2. What is the procedure for removing imported 3rd party jars from the Pega database, or marking specific instances as redundant?

The easiest process is removing from the database. You could retrieve all the jar associated files using the following SQL statement:

select * from pr_engineclasses where pzcodeset = 'your_codeset_name';


Backing up the pr_engineclasses table is strongly recommended.

3. In what circumstance would it be preferable to import 3rd Party jars into PRPC rather than employing the use of a Shared Library as indicated in the PDN? Note that the deployment in question only hosts PRPC, does not share the WebSphere node with other applications, and also has the same 3rd Party Jar files in a shared library attached to the VM.

It is recommended to upload the jar into the database as it is much easier to maintain. One example of this is in a clustered environment where the servers are located in various locations. It can be difficult for the system administrator having to load 3rd Party Jar files onto each node, and then having to remember to make sure to add it whenever any new nodes are added to the system.

4. Are the classes loaded into the 'customer' code set, last in line to be looked at internally - in terms of classloader hierarchy, i.e. 'pega-enginecode' will be looked at first?

The most recently imported module/class will be loaded by the JVM. This is determined by the pzPatchDate attribute in PR_ENGINECLASSES table. If two or more instances of the same class have the same pzPatchDate then the one whose jar name is alphabetically first wins.

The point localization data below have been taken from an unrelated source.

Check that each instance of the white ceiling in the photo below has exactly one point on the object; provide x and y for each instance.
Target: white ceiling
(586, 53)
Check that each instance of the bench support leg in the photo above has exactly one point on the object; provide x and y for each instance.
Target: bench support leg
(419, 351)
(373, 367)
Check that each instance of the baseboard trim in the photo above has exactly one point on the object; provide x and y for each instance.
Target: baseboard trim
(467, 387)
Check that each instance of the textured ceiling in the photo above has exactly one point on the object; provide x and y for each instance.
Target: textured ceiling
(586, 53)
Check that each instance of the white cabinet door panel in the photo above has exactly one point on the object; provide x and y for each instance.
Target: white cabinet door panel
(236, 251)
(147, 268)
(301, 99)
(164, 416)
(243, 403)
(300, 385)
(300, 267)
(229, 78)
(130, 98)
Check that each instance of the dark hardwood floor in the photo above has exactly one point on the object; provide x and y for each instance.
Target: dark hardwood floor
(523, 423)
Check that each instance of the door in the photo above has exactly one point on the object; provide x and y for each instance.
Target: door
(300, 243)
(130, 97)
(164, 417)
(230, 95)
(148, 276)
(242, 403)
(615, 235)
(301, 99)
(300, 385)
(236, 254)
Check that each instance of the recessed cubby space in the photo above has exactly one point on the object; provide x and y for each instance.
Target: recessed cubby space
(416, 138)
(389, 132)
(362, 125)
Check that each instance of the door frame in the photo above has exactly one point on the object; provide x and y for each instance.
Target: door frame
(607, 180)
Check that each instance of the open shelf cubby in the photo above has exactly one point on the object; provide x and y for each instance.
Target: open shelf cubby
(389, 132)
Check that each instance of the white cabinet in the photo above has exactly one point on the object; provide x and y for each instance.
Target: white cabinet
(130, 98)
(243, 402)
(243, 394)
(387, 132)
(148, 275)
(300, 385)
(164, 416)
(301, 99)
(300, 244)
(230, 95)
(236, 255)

5. Secondly does the Pega classloader look for classes internally (in the DB) before going outside to the WebSphere classloader hierarchy - such that for example an shared library would be examined after the database located 'pega-enginecode' and 'customer' codeset classes?

The reason I ask is we have classes such as xerces as dependent entities for our custom code - at specific versions, we need to keep these, while at the same time, not interfering with the versions Pega uses for such things as XML parsing, and use of apache commons libs.


Pega looks at the database first and only if the class is not found does it delegate to the Application Server. There is a (small) list of package names for which it consults the Application Server first - but xml parsers are not part of that list and the list itself is not configurable (requires code change).

In addition, in System Management Application, you can use ETier Runtime Environment Version module to look up Java classes and find out where is is loaded from. 


The “ETier Runtime Environment Version module” is located Under the Advanced tab.